Kelly Crow details the newly discovery 7-ft. work by Marc Rothko—Untitled #17— to be auctioned at Christie’s with an $18 million estimate:
The discovery of a new Rothko is rare, especially a large canvas dating to 1961—the same year that the Museum of Modern Art gave the artist a lauded retrospective, said Marc Glimcher, the president of New York’s Pace Gallery, which represents the Rothko estate.
Mr. Glimcher said he and the artist’s heirs, his two children, were not aware the work even existed. “It’s new to us,” Mr. Glimcher said. […] Careful bookkeeping tends to keep better track of modern masters like Rothko, but pieces can still sit unnoticed, particularly if collectors maintain low profiles or rarely exhibit their pieces.
To vet this new work’s authenticity, Christie’s said it has turned to David Anfam, a London-based art historian who oversaw the official tally of Rothko’s painting output (called a catalogue raisonné) in 1998.
Mr. Anfam said he inspected the work in person a month ago and deemed it a real Rothko because its size, palette, and brushwork are “consistent with Rothko’s hand and whole way of painting.”
Mr.

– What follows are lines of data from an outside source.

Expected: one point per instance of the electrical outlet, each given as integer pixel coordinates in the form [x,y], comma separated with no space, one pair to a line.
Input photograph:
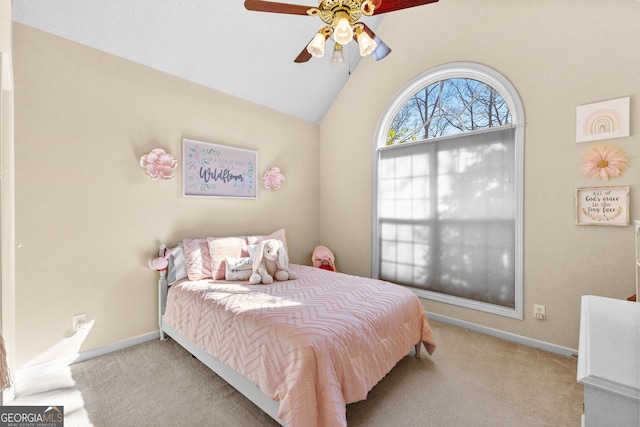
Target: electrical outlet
[79,321]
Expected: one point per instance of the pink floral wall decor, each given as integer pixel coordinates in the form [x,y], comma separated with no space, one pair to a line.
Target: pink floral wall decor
[273,178]
[604,162]
[159,164]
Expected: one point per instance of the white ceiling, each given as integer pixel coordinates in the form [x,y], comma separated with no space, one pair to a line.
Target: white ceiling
[215,43]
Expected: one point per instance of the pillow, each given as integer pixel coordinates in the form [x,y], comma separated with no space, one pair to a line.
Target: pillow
[278,234]
[225,247]
[252,250]
[238,268]
[177,265]
[197,258]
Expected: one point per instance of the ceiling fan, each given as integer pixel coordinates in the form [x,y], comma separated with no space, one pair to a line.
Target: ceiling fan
[341,19]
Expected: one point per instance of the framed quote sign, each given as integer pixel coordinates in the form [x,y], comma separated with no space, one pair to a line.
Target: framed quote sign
[602,206]
[212,170]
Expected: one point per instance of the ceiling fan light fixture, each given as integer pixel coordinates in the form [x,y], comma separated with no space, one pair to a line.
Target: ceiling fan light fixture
[365,43]
[338,57]
[343,32]
[316,46]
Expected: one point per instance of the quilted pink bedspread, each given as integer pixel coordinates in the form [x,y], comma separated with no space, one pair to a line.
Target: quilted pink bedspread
[314,344]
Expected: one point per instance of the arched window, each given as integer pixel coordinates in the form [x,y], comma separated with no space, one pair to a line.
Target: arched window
[448,164]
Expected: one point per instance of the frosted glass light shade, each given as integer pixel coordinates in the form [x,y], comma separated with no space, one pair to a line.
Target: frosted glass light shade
[343,33]
[366,44]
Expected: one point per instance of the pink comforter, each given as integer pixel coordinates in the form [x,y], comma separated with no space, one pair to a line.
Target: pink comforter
[314,344]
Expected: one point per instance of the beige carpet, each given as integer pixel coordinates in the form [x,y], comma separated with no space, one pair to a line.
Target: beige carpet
[471,380]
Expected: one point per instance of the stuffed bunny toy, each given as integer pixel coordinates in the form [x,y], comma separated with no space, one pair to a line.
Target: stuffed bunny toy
[270,262]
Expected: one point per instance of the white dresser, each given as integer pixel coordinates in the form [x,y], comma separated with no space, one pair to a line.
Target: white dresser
[609,361]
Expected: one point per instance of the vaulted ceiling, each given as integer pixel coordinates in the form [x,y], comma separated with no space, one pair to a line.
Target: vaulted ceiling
[215,43]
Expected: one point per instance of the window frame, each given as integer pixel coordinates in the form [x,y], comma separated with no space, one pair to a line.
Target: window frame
[484,74]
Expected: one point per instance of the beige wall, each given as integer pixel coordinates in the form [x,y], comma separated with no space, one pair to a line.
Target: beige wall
[88,218]
[558,55]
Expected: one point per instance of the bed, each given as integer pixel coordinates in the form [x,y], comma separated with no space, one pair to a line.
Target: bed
[300,349]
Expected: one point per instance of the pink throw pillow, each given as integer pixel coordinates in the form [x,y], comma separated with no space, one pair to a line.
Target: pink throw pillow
[197,258]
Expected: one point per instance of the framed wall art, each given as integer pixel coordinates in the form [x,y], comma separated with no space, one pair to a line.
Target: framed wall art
[602,206]
[212,170]
[602,120]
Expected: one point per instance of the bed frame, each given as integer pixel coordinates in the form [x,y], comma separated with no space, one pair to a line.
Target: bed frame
[238,381]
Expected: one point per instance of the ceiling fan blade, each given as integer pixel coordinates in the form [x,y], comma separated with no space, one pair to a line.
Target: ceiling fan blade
[382,50]
[273,7]
[304,56]
[393,5]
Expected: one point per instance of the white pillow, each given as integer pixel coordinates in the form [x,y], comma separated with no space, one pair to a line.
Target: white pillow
[238,268]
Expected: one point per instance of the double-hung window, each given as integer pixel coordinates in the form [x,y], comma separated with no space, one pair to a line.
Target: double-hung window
[448,181]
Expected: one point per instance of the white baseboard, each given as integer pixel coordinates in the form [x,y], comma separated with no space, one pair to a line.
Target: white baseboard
[530,342]
[54,365]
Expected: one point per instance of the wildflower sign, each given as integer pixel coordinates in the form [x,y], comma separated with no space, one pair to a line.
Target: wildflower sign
[218,171]
[602,206]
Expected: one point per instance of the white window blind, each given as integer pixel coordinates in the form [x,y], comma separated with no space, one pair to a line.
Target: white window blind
[447,215]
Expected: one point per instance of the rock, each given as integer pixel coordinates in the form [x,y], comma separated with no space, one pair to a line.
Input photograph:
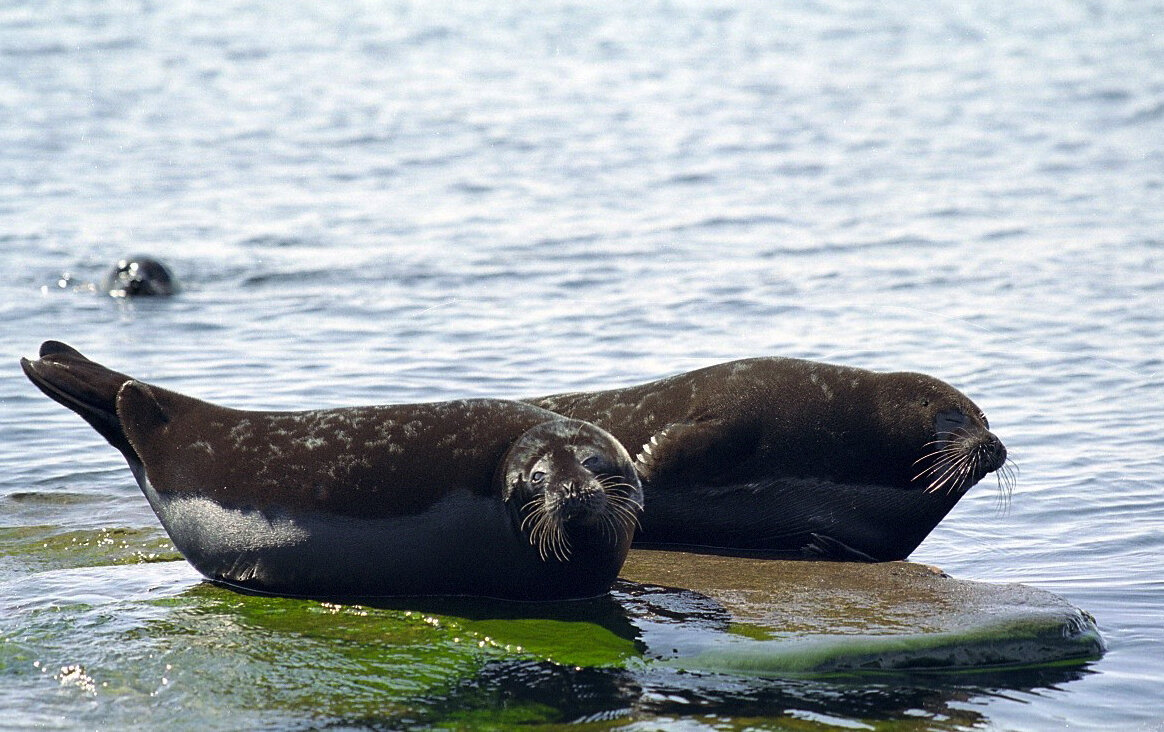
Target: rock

Anfam added that the artist’s penciled signature on the back of its wooden frame also appears to be a match.
Christie’s said it has also informed the National Gallery of Art, which is cataloguing the artist’s works on paper.
A museum spokeswoman confirmed that its Rothko experts know about the painting’s discovery but are not permitted to weigh in on the merits of anything earmarked for auction.